- Snowball revient enfin au centre de l’intrigue
- Les chiens élèvent désormais des humains domestiqués
- Rick efface le chaos à la fin
Treize ans après sa première vraie apparition, Snowball reprend enfin la lumière dans Rick and Morty. Et ce n’est pas juste un clin d’œil pour vieux fans. À mi-parcours, la saison 9 confirme quelque chose de plus large, elle aime remettre ses anciens monstres sur scène pour retrouver ce mélange de cruauté, d’absurde et de satire qui a fait la série au départ.
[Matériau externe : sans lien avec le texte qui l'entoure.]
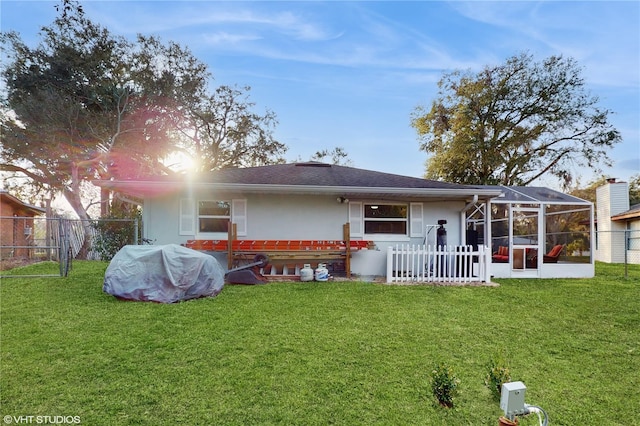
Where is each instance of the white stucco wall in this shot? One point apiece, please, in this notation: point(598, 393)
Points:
point(304, 217)
point(611, 199)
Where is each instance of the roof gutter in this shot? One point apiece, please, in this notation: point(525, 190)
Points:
point(155, 188)
point(470, 204)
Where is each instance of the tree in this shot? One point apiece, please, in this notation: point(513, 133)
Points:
point(85, 104)
point(513, 123)
point(223, 131)
point(338, 156)
point(82, 103)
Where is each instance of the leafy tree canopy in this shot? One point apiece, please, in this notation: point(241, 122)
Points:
point(85, 104)
point(513, 123)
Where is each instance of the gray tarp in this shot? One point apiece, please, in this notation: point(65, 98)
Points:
point(167, 274)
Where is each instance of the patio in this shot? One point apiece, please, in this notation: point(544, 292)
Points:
point(535, 232)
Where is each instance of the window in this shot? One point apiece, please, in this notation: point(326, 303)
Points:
point(385, 219)
point(213, 216)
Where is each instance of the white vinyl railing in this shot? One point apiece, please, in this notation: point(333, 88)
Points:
point(421, 263)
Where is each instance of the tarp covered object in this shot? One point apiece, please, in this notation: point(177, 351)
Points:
point(167, 273)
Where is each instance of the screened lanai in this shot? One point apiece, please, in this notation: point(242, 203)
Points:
point(535, 232)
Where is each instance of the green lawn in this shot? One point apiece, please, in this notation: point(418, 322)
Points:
point(318, 353)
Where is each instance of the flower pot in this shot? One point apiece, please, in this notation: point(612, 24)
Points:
point(503, 421)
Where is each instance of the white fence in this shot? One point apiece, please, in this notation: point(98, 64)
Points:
point(421, 263)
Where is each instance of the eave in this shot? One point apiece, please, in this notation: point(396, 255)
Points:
point(150, 189)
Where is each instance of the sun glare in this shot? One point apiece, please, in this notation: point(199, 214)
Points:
point(181, 162)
La saison 9 fouille dans sa mémoire
On l’avait déjà vu dès l’ouverture de saison avec le retour d’Evil Morty. L’épisode 5 va chercher un autre visage du passé, Snowball, apparu dès la saison 1 puis relégué pendant des années à des références et des apparitions de fond. Cette fois, Adult Swim lui redonne un vrai rôle, complet, central, presque inconfortable.
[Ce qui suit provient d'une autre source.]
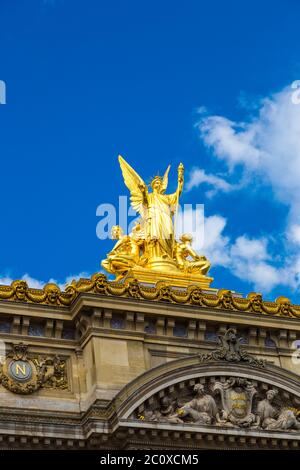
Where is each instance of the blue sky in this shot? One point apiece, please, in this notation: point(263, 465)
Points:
point(206, 83)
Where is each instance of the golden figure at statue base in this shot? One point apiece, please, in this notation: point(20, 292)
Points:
point(150, 253)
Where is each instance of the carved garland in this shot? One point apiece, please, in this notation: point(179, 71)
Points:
point(99, 284)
Le choix n’est pas anodin. Quand une série dure, elle peut recycler ses figures par paresse. Ici, ce n’est pas tout à fait ça. Rick and Morty s’en sert pour tester jusqu’où une vieille idée peut encore tenir, si on la pousse dans une direction franchement plus sale.
Chez les chiens, l’évolution a viré au malaise
Dans Jer Bud, Morty retrouve Snowball, toujours doublé par Rob Paulsen, avec l’envie assez simple de reprendre contact avec son chien. Sauf que le décor a changé. La société canine s’est développée à grande vitesse et, dans le lot, elle a adopté une pratique très humaine, l’élevage.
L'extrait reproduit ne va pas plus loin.